Monday, December 31, 2012

Japan: If Shinzo Abe can bring Rooseveltian resolve to Japan and break the back of deflation, it'll be important not just for the world's #3 economy but as an example to the rest of the developed world. Noah Smith, who knows Japan much better than I do, says we shouldn't put our faith in Abe who's really just an ugly nationalist and not any kind of monetary policy wonk. I would say there's no contradiction there. The ugly nationalists running Japan in the 1930s were the first to ditch gold and beat the recession. Adolf Hitler ran a very intelligent and forward-thinking monetary policy regime. Sometimes it takes a national security hawk to beat the inflation hawks. That said, if the upshot is an invasion of Manchuria and a sneak attack on Hawaii we may end up missing the good old days of prolonged Japanese economic stagnation.
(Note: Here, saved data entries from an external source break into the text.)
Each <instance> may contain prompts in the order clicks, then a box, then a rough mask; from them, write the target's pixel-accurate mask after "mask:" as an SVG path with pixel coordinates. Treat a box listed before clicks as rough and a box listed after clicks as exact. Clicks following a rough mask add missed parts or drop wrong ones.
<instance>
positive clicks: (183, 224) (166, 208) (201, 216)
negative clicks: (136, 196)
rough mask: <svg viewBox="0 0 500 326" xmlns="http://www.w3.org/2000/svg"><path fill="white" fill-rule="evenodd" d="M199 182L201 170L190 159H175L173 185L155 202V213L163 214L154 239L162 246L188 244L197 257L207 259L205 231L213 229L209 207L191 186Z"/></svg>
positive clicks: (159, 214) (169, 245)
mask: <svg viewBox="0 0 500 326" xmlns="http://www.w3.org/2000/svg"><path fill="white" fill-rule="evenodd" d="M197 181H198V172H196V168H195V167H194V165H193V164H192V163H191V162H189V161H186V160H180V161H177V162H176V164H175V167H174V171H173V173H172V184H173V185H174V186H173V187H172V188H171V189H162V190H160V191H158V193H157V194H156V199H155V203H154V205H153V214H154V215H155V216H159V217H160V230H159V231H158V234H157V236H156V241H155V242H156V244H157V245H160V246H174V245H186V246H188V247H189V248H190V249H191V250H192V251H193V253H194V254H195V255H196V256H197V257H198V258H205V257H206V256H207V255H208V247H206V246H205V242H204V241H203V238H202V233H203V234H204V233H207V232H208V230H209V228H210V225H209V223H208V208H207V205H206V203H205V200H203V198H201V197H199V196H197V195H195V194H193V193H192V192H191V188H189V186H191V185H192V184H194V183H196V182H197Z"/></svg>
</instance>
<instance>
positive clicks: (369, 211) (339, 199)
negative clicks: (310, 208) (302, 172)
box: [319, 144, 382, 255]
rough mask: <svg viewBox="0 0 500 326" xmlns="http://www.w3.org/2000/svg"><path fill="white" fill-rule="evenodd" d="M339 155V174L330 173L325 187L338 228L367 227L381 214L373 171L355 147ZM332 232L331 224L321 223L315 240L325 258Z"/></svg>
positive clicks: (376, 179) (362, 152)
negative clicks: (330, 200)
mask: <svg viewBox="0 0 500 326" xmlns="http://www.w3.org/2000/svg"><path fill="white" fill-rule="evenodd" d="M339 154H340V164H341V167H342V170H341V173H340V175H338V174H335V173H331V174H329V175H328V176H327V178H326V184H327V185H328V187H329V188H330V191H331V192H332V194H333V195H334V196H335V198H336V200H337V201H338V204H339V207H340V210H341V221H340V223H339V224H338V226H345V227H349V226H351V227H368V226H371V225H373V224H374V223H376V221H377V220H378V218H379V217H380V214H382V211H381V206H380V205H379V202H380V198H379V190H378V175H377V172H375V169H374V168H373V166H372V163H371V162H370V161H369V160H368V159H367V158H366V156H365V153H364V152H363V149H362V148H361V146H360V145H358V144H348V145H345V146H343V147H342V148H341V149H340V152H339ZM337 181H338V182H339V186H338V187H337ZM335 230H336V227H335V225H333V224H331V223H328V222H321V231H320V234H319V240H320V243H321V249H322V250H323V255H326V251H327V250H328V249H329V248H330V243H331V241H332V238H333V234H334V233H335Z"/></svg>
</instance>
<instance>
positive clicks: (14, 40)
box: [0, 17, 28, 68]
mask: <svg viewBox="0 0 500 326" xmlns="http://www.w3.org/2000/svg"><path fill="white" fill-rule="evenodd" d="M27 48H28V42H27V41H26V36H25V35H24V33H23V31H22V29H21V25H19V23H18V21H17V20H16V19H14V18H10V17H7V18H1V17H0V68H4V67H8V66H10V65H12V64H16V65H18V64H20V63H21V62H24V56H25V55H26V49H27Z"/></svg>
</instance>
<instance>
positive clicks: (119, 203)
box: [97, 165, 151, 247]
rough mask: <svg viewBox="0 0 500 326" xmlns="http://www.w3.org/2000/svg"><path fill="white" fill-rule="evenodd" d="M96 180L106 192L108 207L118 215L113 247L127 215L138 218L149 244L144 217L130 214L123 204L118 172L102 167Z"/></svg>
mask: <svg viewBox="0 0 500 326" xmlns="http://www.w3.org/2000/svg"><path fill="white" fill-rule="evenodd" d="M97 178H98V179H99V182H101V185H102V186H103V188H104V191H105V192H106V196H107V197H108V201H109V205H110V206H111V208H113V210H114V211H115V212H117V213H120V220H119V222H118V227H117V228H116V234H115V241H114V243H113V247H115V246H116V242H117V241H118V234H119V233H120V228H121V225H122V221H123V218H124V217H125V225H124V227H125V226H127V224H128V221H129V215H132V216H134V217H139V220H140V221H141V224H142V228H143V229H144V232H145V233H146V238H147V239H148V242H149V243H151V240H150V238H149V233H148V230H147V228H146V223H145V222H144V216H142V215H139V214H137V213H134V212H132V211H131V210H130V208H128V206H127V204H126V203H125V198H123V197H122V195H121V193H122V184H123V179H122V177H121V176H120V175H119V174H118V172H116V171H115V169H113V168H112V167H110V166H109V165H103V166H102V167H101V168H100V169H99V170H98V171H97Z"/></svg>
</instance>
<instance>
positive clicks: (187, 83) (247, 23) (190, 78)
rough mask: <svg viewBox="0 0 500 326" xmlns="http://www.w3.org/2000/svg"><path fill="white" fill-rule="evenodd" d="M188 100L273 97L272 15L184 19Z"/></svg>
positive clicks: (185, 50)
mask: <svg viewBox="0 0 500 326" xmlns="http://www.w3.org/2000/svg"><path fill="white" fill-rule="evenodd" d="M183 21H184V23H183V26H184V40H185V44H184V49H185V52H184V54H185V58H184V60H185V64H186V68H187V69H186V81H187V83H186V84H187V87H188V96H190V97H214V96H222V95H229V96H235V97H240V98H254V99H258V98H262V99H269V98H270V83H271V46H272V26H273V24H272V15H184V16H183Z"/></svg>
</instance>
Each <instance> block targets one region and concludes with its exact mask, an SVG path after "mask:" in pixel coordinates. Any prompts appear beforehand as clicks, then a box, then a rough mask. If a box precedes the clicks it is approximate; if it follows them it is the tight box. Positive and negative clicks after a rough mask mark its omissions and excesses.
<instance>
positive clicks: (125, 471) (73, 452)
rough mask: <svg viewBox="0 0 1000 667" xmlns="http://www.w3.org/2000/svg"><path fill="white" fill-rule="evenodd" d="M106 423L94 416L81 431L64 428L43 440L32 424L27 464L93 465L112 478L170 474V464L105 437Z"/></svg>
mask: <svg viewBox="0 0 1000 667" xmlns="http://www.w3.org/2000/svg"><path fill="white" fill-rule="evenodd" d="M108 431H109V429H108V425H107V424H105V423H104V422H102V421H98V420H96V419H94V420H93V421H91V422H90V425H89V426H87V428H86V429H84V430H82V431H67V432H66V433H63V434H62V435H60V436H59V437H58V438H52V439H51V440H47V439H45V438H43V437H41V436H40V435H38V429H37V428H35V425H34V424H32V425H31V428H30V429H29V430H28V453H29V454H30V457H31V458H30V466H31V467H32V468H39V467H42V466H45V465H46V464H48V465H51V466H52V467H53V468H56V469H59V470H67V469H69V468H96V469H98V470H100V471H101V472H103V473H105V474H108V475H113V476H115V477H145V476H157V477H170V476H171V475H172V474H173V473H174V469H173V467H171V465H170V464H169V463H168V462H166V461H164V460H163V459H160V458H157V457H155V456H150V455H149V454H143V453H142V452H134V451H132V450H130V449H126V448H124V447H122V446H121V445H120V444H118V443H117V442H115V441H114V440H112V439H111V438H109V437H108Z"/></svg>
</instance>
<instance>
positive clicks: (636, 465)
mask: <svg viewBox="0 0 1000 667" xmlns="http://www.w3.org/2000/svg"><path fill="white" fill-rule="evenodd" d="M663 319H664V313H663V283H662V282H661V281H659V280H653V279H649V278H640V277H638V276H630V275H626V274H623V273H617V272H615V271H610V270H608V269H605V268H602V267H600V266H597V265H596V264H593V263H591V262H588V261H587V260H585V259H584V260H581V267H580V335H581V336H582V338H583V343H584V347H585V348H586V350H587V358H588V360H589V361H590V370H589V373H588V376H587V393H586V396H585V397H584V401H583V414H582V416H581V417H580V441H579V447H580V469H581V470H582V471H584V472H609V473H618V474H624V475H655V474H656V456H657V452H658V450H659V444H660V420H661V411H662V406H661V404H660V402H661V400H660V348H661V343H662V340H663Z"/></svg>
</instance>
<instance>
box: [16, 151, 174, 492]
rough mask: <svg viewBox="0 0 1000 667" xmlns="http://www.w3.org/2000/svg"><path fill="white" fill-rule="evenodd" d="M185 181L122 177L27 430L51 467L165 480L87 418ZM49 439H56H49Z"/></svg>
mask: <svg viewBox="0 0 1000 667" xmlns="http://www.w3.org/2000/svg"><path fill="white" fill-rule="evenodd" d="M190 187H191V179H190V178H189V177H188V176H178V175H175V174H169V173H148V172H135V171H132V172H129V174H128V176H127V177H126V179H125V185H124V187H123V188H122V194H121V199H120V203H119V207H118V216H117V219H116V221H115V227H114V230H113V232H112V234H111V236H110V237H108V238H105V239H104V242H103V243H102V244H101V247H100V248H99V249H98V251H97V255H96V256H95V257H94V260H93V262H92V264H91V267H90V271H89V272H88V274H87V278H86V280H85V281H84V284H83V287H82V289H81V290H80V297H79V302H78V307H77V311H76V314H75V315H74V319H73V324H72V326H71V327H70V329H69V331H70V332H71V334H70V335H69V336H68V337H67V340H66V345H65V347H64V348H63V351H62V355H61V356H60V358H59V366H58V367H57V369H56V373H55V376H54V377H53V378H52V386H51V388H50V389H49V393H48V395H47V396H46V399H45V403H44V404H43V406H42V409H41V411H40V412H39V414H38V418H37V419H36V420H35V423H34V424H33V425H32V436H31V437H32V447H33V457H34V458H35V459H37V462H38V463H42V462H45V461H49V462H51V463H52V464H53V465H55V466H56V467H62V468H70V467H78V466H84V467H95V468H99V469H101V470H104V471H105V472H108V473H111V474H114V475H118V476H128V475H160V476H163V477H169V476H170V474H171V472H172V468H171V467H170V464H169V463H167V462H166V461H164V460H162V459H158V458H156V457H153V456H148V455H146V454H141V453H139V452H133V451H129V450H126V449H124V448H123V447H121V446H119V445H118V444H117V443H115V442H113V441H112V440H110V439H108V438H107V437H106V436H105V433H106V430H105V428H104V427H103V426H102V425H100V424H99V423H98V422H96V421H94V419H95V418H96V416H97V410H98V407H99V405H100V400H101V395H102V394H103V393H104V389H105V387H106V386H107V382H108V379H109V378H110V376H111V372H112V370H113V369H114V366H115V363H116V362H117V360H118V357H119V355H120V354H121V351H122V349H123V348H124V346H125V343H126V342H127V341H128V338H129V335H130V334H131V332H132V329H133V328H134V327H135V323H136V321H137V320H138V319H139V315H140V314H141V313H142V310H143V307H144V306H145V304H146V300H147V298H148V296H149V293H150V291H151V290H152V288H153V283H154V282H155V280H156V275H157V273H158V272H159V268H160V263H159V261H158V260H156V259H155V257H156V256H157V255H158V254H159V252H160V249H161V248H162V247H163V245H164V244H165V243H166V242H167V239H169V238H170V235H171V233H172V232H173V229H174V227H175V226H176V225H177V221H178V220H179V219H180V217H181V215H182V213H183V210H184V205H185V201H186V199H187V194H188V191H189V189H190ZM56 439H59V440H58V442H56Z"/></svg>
Smith seems to have rewritten his blog post ("OK, maybe I'm wrong. I'm no expert in Japanese politics, just a guy who has been reading about the LDP for a long time. If Abe follows through on his radical monetary proposals, I'll gladly eat crow. But think of it this way. ") and has a second update:
Update 2: I think Reddit puts it very succinctly by saying: "Shinzo Abe isn't reading Scott Sumner, he just wants a return to Japanese mercantilism." That's exactly it. A mercantilist in monetarist's clothing.
And then weirdly Smith seems to be agreeing with Yglesias in a new post "Should Japan Reflate?"
Now, I've gone on the record as a skeptic regarding the power of central banks to fine-tune the macroeconomy. In that post, I mentioned the idea of an inflation "snap-up", where expansionary monetary policy suddenly and unpredictably pushes inflation from very low to problematically high. Also, I've cast doubt on the idea that Shinzo Abe, the current hero of the Japanese "reflationist" camp, is really committed to following through on the radical changes he's proposed. 
Still, I think that if Japanese politicians and policymakers were willing to try a big push for reflation, it would be a good idea.